The service included personal testimony, readings, the lighting candles of remembrance, prayers and observance of a minute’s silence. 

The guest speaker was Mr Ernie Hunter, from the Northern Holocaust Education Group (NHEG). He powerfully recounted the story of his mother, Fanny Höchstetter, and how long-standing, friendly Christian-Jewish relationships in the small German market town of Laupheim, were destroyed by the Nazis rise to power. 

After his fascinating presentation, Mr Hunter took questions from the audience, including local pupils and staff from Tytherington, All Hallows and King’s schools.

Cllr Fletcher said: “As a community I feel that it is important that we remember the Holocaust and subsequent genocides and remember the devastation brought to people’s lives. 

“As a council, we have held these services for over a decade. As mayor, I am glad that I am able to continue this tradition.
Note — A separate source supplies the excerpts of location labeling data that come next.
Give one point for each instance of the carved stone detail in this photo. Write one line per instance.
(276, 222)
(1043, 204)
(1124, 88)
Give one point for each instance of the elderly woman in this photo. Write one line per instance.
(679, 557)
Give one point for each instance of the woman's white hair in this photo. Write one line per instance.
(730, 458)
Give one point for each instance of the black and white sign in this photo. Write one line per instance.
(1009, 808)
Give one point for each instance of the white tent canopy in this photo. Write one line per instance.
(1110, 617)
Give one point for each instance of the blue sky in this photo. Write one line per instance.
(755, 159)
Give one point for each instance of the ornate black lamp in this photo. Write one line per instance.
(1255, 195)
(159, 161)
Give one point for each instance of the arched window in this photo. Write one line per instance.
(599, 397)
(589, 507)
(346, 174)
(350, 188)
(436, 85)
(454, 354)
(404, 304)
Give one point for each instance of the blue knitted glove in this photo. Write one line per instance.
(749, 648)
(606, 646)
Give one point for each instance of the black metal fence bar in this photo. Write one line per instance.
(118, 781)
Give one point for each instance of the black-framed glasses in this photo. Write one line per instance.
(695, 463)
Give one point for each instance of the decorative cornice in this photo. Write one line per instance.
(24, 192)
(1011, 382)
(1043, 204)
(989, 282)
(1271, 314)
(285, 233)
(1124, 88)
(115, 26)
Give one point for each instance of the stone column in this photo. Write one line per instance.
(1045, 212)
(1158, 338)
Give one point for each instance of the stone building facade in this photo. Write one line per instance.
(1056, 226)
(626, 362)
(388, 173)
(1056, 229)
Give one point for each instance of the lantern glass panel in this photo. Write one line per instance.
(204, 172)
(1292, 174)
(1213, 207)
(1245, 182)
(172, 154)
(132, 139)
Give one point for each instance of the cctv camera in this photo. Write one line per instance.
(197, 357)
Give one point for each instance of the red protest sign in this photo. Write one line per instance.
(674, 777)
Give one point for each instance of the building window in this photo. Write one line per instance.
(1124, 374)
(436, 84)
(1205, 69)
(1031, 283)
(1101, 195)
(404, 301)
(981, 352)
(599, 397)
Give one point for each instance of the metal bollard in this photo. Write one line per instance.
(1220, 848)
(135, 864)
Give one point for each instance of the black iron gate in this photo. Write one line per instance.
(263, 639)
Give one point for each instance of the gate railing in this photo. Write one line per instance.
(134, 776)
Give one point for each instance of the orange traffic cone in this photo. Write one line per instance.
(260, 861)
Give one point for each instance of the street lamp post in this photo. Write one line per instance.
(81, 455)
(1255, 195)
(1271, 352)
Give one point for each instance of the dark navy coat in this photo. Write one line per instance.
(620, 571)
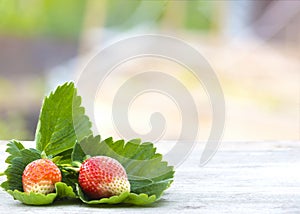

“It is vital that the lessons that we have learnt from the Holocaust are passed from generation to generation and that we do not forget.”

The NHEG was founded in recognition that the first generation of Holocaust survivors will not be able to continue to tell their stories for ever. Its aim is to ensure that future generations can continue to experience these life stories of victims of Nazi persecution and the Holocaust, in a way that is both meaningful and relevant to the issues of today. 

Cllr Craig Browne, deputy leader of Cheshire East Council, read a section from The Diary of Anne Frank, the schoolgirl who perished in the Holocaust after her family’s hiding place in Amsterdam, in the occupied Netherlands, was betrayed to the Nazis.

Cllr Browne said: “In the world in which we are living, which seems to become more confusing and challenging each year, it is increasingly important that, on occasions such as this, we take time to remember – but also time to reflect on what is going on in our world today.

“Each year the Holocaust Memorial Day Trust sets a theme for commemorations. This year, the theme is the ‘fragility of freedom’. I would ask everyone to reflect on this. 

“Whilst I recognise that freedom means different things to different people, what is clear is that in every genocide that has taken place across history, those who are targeted for persecution have had their freedom restricted and removed, before many of them are murdered. This is often a subtle, slow process. Sadly, it is not a process that is confined to history.”

The mayor’s chaplain, the Rev Rob Hilton, of Wesley Place Methodist Church, Alsager, led the prayers at the ceremony.

Holocaust Memorial Day (27 January) marks the anniversary of the liberation of the Nazi concentration and death camp Auschwitz-Birkenau in 1945, and genocides worldwide.

The Holocaust resulted in the annihilation of an estimated six million Jews, two million Gypsies, 15,000 homosexual people and millions of others by the Nazi regime and its collaborators.

Since 1945, there have been several other attempted genocides across the world – including Cambodia, Rwanda and Darfur – and these are also commemorated on Holocaust Memorial Day.